Abstract

Mineral-scale Pb isotopic variations in cumulates of the Kiglapait intrusion, the largest troctolitic intrusion of the Proterozoic Nain Plutonic Suite in Labrador (Canada), are evaluated directly in thin section by single spot LA-ICP-MS analysis of minerals with low Pb concentrations (e.g., plagioclase = 0.31–3.3 ppm, clinopyroxene = 0.06–1.1 ppm) at high spatial resolution (<100 μm). Analysis of reference materials (BCR-2G, NIST 612, KL2-G, MASS-1) demonstrates that the results are accurate despite the very low amounts of Pb measured (0.04–18 pg) to preserve high spatial resolution. The Pb isotopic ratios of all plagioclase spot analyses overlap within uncertainty and with co-existing clinopyroxene. There are no significant differences between the cores and rims of plagioclase or clinopyroxene, between interstitial or cumulus augite, and with the analyses of interstitial sulfide, biotite, and symplectites (late-stage reactive microstructures). The LA-ICP-MS results support closed-system crystallization of the constituent phases (primocrysts, interstitial minerals) in the Kiglapait cumulates. The results contrast with published Pb isotopic ratios of mineral separates (unleached, leached, leachates) from the Kiglapait intrusion analyzed in solution by MC-ICP-MS where only the relatively unradiogenic leached plagioclase, taken as representative of the initial isotopic composition at 1307 Ma, has the same isotopic composition as that defined by the LA-ICP-MS analyses.
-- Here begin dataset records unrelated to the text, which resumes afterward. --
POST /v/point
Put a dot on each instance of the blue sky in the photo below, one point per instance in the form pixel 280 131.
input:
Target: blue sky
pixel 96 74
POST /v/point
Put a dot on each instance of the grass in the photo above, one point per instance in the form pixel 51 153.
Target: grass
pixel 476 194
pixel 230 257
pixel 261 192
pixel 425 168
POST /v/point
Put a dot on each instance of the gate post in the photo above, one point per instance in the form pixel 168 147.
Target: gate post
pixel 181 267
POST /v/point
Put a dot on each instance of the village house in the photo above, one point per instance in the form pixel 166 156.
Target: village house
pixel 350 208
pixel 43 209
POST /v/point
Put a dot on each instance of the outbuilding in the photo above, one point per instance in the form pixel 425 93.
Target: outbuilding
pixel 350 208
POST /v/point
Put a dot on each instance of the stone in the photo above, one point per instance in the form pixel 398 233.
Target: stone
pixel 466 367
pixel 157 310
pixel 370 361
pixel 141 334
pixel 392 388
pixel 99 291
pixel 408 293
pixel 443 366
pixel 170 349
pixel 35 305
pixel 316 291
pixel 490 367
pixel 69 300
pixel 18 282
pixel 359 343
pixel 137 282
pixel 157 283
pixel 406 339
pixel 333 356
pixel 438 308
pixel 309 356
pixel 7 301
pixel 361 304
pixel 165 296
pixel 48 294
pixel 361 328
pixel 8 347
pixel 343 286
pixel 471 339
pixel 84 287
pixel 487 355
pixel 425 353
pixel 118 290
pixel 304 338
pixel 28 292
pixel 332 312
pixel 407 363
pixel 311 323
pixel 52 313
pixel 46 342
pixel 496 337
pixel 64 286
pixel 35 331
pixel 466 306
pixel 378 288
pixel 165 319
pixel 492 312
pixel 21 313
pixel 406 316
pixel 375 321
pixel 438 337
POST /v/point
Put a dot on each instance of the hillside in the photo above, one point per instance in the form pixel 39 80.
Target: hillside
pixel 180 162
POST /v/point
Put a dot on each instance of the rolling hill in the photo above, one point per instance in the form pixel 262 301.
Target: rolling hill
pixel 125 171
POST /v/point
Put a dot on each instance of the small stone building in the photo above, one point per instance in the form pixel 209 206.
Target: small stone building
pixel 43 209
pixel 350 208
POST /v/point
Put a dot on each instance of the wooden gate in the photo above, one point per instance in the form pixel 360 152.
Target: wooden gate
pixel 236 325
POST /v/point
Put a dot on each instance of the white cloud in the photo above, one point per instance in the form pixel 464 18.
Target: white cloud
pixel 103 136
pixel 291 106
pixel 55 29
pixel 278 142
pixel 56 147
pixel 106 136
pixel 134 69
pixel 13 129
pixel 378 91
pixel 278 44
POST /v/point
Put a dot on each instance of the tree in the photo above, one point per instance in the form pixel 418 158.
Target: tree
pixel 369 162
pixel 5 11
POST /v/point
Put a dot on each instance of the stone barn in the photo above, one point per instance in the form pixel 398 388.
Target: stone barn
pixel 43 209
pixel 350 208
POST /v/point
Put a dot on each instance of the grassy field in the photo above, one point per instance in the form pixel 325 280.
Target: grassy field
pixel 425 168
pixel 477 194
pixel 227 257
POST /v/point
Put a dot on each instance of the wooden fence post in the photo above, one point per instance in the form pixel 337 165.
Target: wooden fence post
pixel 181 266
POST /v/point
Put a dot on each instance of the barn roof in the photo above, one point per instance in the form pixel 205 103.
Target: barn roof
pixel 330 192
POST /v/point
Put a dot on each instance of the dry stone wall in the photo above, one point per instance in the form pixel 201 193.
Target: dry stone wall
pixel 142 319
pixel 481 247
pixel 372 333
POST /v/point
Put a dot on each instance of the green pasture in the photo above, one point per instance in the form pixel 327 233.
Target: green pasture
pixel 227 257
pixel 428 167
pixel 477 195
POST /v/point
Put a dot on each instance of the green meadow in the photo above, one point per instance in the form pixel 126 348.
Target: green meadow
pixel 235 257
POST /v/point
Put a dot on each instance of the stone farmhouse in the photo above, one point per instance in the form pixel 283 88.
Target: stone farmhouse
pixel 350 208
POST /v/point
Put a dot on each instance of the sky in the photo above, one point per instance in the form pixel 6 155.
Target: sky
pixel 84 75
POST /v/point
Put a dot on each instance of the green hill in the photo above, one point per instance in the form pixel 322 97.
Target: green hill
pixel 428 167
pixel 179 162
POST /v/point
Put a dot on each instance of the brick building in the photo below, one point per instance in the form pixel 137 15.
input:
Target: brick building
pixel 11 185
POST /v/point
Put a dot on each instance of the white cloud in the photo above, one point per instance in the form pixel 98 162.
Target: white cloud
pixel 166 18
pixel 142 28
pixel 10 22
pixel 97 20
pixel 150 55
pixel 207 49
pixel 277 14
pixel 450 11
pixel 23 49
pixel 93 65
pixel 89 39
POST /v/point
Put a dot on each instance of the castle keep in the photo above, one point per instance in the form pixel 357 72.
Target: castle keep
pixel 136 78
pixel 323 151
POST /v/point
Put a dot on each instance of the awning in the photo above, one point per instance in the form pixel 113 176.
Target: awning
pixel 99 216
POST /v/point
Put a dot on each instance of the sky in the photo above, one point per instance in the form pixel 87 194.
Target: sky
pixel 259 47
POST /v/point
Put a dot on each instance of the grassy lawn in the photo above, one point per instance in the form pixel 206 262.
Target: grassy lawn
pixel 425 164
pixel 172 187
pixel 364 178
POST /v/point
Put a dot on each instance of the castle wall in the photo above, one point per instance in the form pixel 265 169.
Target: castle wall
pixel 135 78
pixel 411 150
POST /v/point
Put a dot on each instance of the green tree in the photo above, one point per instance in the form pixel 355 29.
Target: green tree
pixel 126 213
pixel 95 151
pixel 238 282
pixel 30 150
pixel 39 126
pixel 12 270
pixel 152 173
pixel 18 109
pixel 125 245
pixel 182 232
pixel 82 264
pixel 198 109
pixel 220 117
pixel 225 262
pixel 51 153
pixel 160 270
A radiogenic Pb component, volumetrically minor and not detected by the LA-ICP-MS analyses (n = 483), appears to have been introduced by a cryptic alteration event from high-temperature fluids during the earliest stages of cooling of the Kiglapait intrusion. Determination of the Pb isotope compositions of common rock-forming minerals, characterized by low Pb concentrations (a few ppm), in mafic layered intrusions can be achieved rapidly by LA-ICP-MS and has the potential to yield significant new insights related to the petrogenesis of plutonic rocks, and phenocryst-bearing volcanic rocks, in the Earth's crust.